Hardware Offload BoF Discussion at Netdev01

 
Hardware offload BOF
 
Shrijeet Mukherjee, Neil Horman
 
https://etherpad.mozilla.org/2PlezMRjCF
 
 
Capabilities
  
a.Explicit list
  
    Or Query serially, punt to higher level (explicit hierarchy)
  
    Or Model each device uniquely with capability (no hierarchy)
  
b. Need to understand this for Switch Asic versus VEPA/EVB/SRIOV nic etc
 
Flow offload :
  
c. Manage as discrete devices or generic pipeline
   
How is interop measured aka how to avoid anarchy :)
  
d. Flow API scheme [John Fastabend]
  
d’.Model using P4 [Mihai]
  
f. TC scheme [Jiri Pirko]
  
f’. EZChip [Gilaad]
 
A fantasy agenda
 
 
Routing tables, FDB, MDB, ACL
  
g. Capacity indication, aka properties of tables [Roopa]
  
h. Fine grain capability (e.g. is it sufficient to ask if multicast is supported)
  
j. Table characteristics LPM versus Logical Hash based LPM's and  practical implications
 
Device model : (Not mutually exclusive in anyway)
  
k. 
Maintaining operational consistency is KEY
   
Make switch look like NIC or vice versa e.g. is learning a basic capability ?
  
l.  Model using OVS (inherently host based)
  
m. Model using rocker [Scott]
  
n. Switch Abstraction Interface [Sanjay]
  
n’. Intel [Uri]
  
n”. Qualcomm [Olivari]
 
A fantasy agenda
 
 
Features :
   
l3 offloads
 
[Hannes]
   
acl offloads
 
[Pablo]
  
o. Load Balancing
  
p. Bonding ++ (MLAG and friends)
  
q. Stateful packet processing
 
 
A fantasy agenda
 
Etherpad output
 
    
Hardware offload BoF
Netdev01 - Sun, Feb 15, 2015 1:00pm
Major points:
Preserve the Linux Networking Model
Goal is to exchange ideas
Capability Determination
Patrick: Can the default route be removed? So that individual routes can be removed. Use route usage statistics to remove least used routes.
David: Existing tools must continue to work.
Signal an error if out of space, or
Provide capacity initially and restrict usage to that limit
Cares:
Must be able to support the decisions we make
Partick: A flag in the route add ??? [ed. help]
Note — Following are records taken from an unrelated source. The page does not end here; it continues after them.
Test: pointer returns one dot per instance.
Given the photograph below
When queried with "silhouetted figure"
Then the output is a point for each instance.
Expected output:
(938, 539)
Ben: Need a fairly good switch model to emulate the hardware devices.
???: The least recently used method proposed by Patrick may lead to periods of major route updates when network changes occur. With multiple routing suites each one needs to be given the capabilities (capacities) of the underlying switch
Shrijeet: General agreement: minimal policy in the kernel, most in userspace
Switch ASIC vs. SRIOV (NIC) Switching models
Shrijeet: Do these two need to be different?
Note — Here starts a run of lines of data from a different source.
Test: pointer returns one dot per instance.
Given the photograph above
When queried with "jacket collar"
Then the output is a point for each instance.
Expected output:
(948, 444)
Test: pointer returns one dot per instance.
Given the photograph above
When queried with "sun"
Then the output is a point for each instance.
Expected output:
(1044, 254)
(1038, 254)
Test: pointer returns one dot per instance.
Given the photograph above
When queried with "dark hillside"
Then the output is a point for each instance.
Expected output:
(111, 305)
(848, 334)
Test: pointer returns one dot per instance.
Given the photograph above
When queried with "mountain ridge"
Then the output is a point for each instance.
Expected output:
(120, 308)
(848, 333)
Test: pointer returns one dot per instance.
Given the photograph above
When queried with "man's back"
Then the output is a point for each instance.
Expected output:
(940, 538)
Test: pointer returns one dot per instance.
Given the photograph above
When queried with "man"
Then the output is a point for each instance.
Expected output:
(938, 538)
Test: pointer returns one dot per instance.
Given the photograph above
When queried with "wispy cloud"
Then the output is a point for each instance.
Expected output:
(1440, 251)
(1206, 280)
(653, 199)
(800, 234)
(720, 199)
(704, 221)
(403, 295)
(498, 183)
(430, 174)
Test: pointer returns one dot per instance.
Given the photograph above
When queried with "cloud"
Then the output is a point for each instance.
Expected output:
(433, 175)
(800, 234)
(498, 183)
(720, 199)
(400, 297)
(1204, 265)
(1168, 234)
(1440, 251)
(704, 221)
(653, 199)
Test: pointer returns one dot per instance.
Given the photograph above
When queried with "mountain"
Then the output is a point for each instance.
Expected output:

Andy: Come to my talk tomorrow.
Thomas: Bring all the DSA drivers onboard
Gilaad: Need to define common features, plus need a way to include additional (unique) capabilities
David: Look to John Fastabend's work. "I'm ok having three abstractions"
John: Use flow API to query device and provide capabilities
Gilaad: Offload isn't limited to HW. The offload can be done by software too.
David: E.g. Hypervisor offload from VMs.
Ben: We need to define the building blocks. E.g. Hash tables, TCAMs. Hardware implementation should be mimicked as closely as possible.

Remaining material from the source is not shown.